Whilst the Spaniard claims he has no plans to retire any time soon, the 30-year-old has suggested management is something he has considered.
The player has become a captain for the Gunners in all but the armband which now belongs to Thomas Vermaelen, but it is the Arteta who has taken the credit for his ability to guide and encourage the club's younger players.
"I don’t know [if I will be a manager], it’s a big thing nowadays because it’s really demanding," he told the official Arsenal website.
"I think the job has changed a lot in the last few years – you can see the stress and the responsibility managers have. Sometimes people don’t recognise that."
Should Arteta go into management he would have ideal role models in current boss Arsene Wenger and in former coach, Everton's David Moyes. Both are excellent examples of coaches who have been at their clubs for years and have built their teams from the ground up with their own unique philosophies and structures.
But the player understands the pressures that go with the territory - he also hinted at the practical difficulties of managing a squad filled with international players - something that he no doubt has seen first hand in the Arsenal dressing room.
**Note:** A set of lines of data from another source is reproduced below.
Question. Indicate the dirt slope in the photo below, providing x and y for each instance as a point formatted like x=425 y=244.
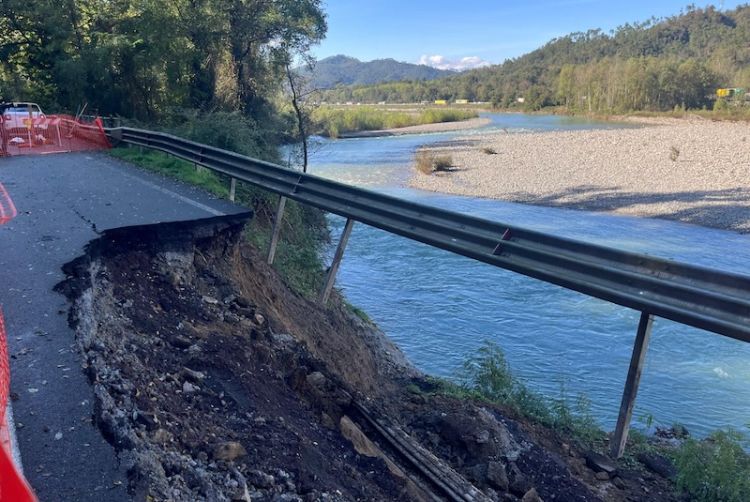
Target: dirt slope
x=216 y=382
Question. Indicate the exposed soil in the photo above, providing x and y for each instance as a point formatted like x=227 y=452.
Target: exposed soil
x=216 y=382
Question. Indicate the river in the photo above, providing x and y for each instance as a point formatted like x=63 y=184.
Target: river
x=440 y=308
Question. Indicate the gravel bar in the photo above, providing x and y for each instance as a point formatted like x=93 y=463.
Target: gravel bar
x=692 y=170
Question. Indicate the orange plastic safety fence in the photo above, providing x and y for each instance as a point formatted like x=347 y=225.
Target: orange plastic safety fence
x=53 y=134
x=13 y=486
x=7 y=209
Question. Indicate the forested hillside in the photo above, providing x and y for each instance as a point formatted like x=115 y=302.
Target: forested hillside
x=343 y=70
x=655 y=65
x=159 y=61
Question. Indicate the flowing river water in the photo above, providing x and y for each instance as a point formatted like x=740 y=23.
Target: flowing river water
x=440 y=308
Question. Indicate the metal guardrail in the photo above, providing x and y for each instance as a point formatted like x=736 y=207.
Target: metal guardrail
x=701 y=297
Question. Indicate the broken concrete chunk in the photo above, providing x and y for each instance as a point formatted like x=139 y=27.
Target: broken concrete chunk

"To manage a group of players nowadays with ten or fifteen different countries involved with different personalities is a difficult thing to do."
Perhaps that's the reason why so many managers favour the purchase of players front their home nation. Wenger has often brought in players from France, whilst Rafael Benitez always preferred Spaniards, and Sir Alex Ferguson usually snaps up the best in British talent.
One thing's for sure, though - Arteta is in fine form and condition and currently has no plans to retire. He has been singled out as one of the Premier League's most influential players of the season so far and shows no signs of slowing down.